Television footage showed survivors frantically carrying bloodied victims through the rubble to private cars and ambulances as firefighters sought to douse the flames.
Some witnesses said the explosion ripped open a natural gas pipeline, creating a blaze that spread to nearby buildings and shops.
"The fire broke out again Saturday morning and firefighters were called in to put it down," said Mohammad Khalil, whose shop was gutted by the flames.
Neither the motive nor the culprits behind the blast were clear, but Haider Khan Hoti, the head of the NWFP government, said it was possible that "external forces" could be to blame.
Kamal Hyder, Al Jazeera's correspondent reporting from Peshawar, said that the phrase could refer to Indian involvement.

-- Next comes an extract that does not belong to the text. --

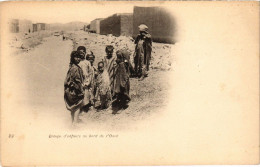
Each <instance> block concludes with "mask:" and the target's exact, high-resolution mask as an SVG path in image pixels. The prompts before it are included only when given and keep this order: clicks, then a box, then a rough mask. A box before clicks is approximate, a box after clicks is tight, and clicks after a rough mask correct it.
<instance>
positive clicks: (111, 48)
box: [105, 45, 114, 52]
mask: <svg viewBox="0 0 260 167" xmlns="http://www.w3.org/2000/svg"><path fill="white" fill-rule="evenodd" d="M109 50H110V51H111V50H112V51H113V50H114V46H112V45H107V46H106V49H105V51H106V52H108V51H109Z"/></svg>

Zaffar Abbas, the Islamabad editor of Pakistan's Dawn newspaper, told Al Jazeera: "This was different in the sense that it was carried out in a public place, rather than any of the security forces being the target.
"That is where the speculation is that it could be external forces."
"The reason for that is that the Taliban and al-Qaeda have a major fight on their hands in Afghanistan and therefore more and more people here are inclined to believe that what is happening on the Pakistan side has a foreign dimension to it," he said.
|Some witnesses said the explosion ripped open a natural gas pipeline starting a blaze [AFP]
"There is also a considerable anger in this city - as well as the country - after allegations were hurled at Pakistan for what happened in Mumbai."
The Peshawar bombing was the second blast in a Shia area in the northwest of the country on Friday.
Further adding to concerns about "external forces", a suspected US missile attack reportedly killed three people in a stronghold of the Taliban and al-Qaeda near the border with Afghanistan.
There have been more than 30 suspected US missile attacks inside Pakistani territory since August
In another development, Pakistan's Dawn daily reported on Saturday that the country's security forces had been put on high alert after a hoax caller pretending to be India's foreign minister contacted Asif Ali Zardari, the Pakistani president.
The incident occurred on November 28, two days after the co-ordinated attacks on Mumbai, the Indian financial capital.
The caller ignored Zardari's conciliatory language and directly threatened to take military action if Pakistan failed to act immediately against the supposed perpetrators of the slaughter in Mumbai.
Throughout the next 24 hours Pakistan's air force was put on "highest alert" as the military watched anxiously for any sign of Indian aggression, the report said.
Dawn's Abbas told Al Jazeera: "To some extent there was an escalation in tension. There was a bit of panic in Islamabad. The security forces started to assess the whole situation and some drills were carried out.
"But to say the war was imminent is a bit of a exaggeration because there are still two lines of communication between the two countries.
"So, no, nobody was going to war. But the alarming thing is that this kind of phone call can create this kind of panic."
Pakistani officials said the caller ID was a New Delhi number, and some believe the call was made from India's external affair's ministry.
But Indian officials have denied this to US counterparts and maintained that the number could have been manipulated, Dawn reported.